Short answer
LLMEasy is an API gateway. Its main role is to forward your request to the selected upstream model and record the billing, usage, and troubleshooting information needed to operate the service. When you use the API, follow data minimization. Do not put unnecessary personal data, secrets, payment information, or business-sensitive content in prompts, files, or tool output. Store API Keys in environment variables, secret managers, or CI secrets. Do not commit them to public repositories.Data security boundary
| Type | Description |
|---|---|
| API Key | Authenticates your requests and should be protected by you |
| Request content | Prompts, context, file snippets, or tool results sent to the model |
| Response content | Text, code, or structured output returned by the model |
| Usage information | Model, tokens, cost, status code, request time, and other billing or troubleshooting metadata |
| Upstream model | The model service or provider that processes the inference request |
Transport security
All API calls should use HTTPS. When you configure a Base URL, use thehttps:// address shown in the docs.
Do not send API Keys or request content over plaintext HTTP. If a client, proxy, or local tool asks you to disable TLS verification, confirm why before using that setup. Do not make it the default.
Logs and usage records
To support billing, balance deduction, error troubleshooting, and risk control, an API gateway usually needs to record request metadata such as:- Request time
- API Key or key group used
- Requested model
- Token usage
- Whether the request succeeded
- Error status
User-side recommendations
- Do not commit API Keys to code repositories.
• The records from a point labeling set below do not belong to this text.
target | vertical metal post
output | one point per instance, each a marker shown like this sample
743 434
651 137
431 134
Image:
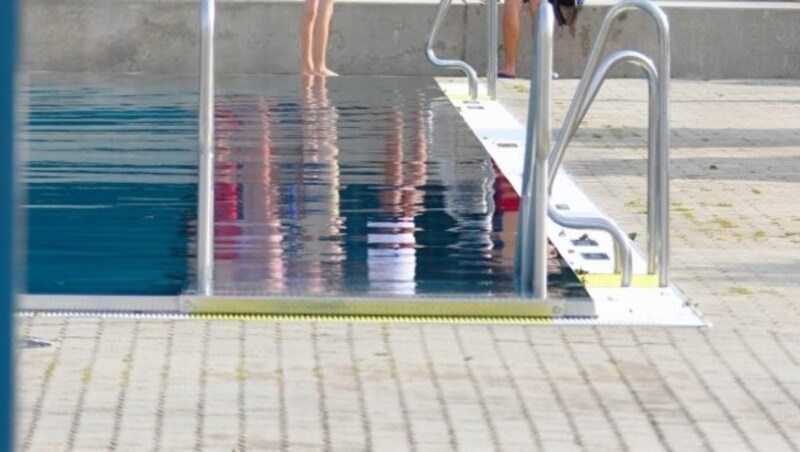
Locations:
205 188
491 45
665 75
531 253
8 51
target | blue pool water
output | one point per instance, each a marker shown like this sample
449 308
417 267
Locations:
367 186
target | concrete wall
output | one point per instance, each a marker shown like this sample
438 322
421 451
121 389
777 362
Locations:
709 40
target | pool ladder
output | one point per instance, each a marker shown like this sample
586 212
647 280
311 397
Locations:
542 162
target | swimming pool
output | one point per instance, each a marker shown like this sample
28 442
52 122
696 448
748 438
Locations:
356 187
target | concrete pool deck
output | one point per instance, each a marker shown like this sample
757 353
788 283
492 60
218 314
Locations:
161 384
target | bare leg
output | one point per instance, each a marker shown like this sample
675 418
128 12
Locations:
511 11
310 15
321 29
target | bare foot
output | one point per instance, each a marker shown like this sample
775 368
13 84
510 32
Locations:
327 73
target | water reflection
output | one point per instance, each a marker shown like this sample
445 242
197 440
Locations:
277 213
391 253
324 186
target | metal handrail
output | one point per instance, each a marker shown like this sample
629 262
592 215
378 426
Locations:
622 249
472 76
491 48
205 187
658 124
530 258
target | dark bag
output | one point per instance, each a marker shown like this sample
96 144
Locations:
566 10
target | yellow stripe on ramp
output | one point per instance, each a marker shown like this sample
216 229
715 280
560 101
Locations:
376 319
614 280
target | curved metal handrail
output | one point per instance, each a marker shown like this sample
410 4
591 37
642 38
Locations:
472 76
622 248
658 162
205 186
530 258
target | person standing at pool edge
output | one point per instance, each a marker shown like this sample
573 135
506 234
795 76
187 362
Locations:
511 12
314 28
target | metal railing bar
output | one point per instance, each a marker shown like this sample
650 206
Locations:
205 186
472 76
491 45
530 261
658 133
565 136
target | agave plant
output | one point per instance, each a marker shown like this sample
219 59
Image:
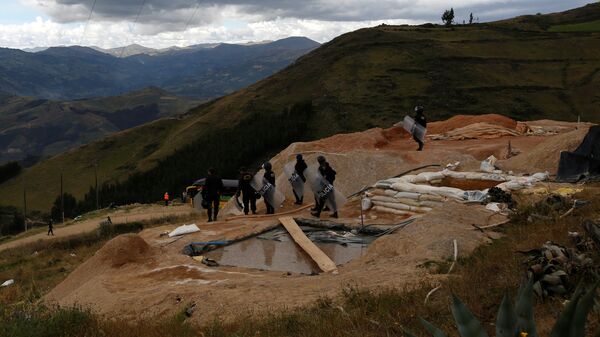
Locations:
517 320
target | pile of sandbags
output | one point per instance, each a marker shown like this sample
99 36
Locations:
413 194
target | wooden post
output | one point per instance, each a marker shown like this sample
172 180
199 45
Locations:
62 200
25 206
322 260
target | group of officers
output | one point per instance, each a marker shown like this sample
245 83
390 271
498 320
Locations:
213 185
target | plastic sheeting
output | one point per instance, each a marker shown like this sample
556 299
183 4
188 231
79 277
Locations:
7 283
294 179
584 162
267 190
323 190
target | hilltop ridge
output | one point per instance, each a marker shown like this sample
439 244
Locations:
368 78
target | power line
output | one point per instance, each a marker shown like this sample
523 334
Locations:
87 22
133 26
190 19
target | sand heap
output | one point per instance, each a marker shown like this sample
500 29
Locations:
362 158
128 278
123 250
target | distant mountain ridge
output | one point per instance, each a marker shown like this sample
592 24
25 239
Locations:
368 78
33 128
200 71
136 49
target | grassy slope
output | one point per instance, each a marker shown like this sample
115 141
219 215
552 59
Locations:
43 128
370 77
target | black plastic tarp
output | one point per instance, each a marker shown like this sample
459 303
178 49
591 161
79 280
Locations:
584 162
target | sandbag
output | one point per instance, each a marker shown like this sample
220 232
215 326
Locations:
294 179
488 164
426 189
383 198
431 197
185 229
407 195
383 184
393 205
401 206
429 176
366 204
391 210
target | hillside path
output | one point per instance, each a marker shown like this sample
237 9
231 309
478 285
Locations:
121 215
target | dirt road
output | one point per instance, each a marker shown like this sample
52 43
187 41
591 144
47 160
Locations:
120 215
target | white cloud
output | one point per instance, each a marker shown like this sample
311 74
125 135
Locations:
110 34
163 23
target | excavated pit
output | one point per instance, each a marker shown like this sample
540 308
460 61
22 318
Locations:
275 250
- Do not expose a full API Key in screenshots, logs, or support tickets.
- Use separate API Keys for production and test environments.
- Check usage records in the dashboard regularly.
- Disable old keys when a member leaves, a project ends, or a leak is suspected.
- Avoid sending identity documents, bank cards, passwords, private keys, or other highly sensitive data in prompts.
- If you need to process sensitive business data, mask and minimize it before sending it to the model.
What to do if usage looks abnormal
If an API Key shows abnormal calls:- Disable or delete the suspicious API Key in the console.
- Check recent call records for model, time, and request source.
- Check code repositories, CI logs, local config, and third-party tool settings for key leaks.
- Create a new API Key and distribute it only to the required environments.
- If you cannot find the cause, contact support with the time range, model, and abnormal amount.